Para los asistentes quedó muy claro que esta no es una lucha meramente continental, porque concierne a todos. Se hizo conciencia de que no hay que dejar a esos grupos financieros internacionales planear contra los pobres del mundo. El Foro, al reunir a socialdemócratas de avanzada, reformistas, ecologistas, anarquistas, marxistas, cristianos, feministas, izquierdistas radicales, que aceptaron dialogar y empezar a reflexionar juntos sobre alternativas al neoliberalismo, estaba acabando definitivamente con el reino del pensamiento único impuesto por el capitalismo.
Lo que este movimiento observa es una ambición desenfrenada, el imperio absoluto del capital sobre el trabajo y de los ricos sobre los pobres; se da cuenta de que las reglas que garantizan el libre comercio de todos los bienes y servicios han sido trazadas a expensas de cualquier valor humano; se registra la privatización feroz, el desmantelamiento de los servicios públicos y de los estados benefactores donde los hay, la destrucción generalizada y acelerada del planeta, sus climas y sus criaturas; todo ello en nombre de una eficiencia fraudulenta, de ganancias mayores y del llamado "valor de los accionistas".
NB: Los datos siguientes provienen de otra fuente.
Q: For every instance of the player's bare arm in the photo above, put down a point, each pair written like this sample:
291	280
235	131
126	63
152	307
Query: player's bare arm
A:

El enojo de los jóvenes luchadores sociales es legítimo, se justifica, cuando se observa que en una época de riquezas y opulencia, la vida sigue siendo detestable, bestial y breve para miles de millones de seres humanos; por eso la desconfianza en un liderazgo que es, en el mejor de los casos, timorato, y el peor, frívolo, pretencioso y malintencionado. Por ese motivo el movimiento sigue siendo muy amplio, sin que hasta ahora haya tenido la tentación de transformarse en un partido político, mucho menos en partido "revolucionario". Sus integrantes, al tener antecedentes políticos partidistas muy diversos, o no tener ninguno, luchan contra la globalización capitalista, pero sin aparatos que los aprisionen.
Con esa convicción y con un enorme entusiasmo, se iniciará el II Foro Social Mundial de Porto Alegre.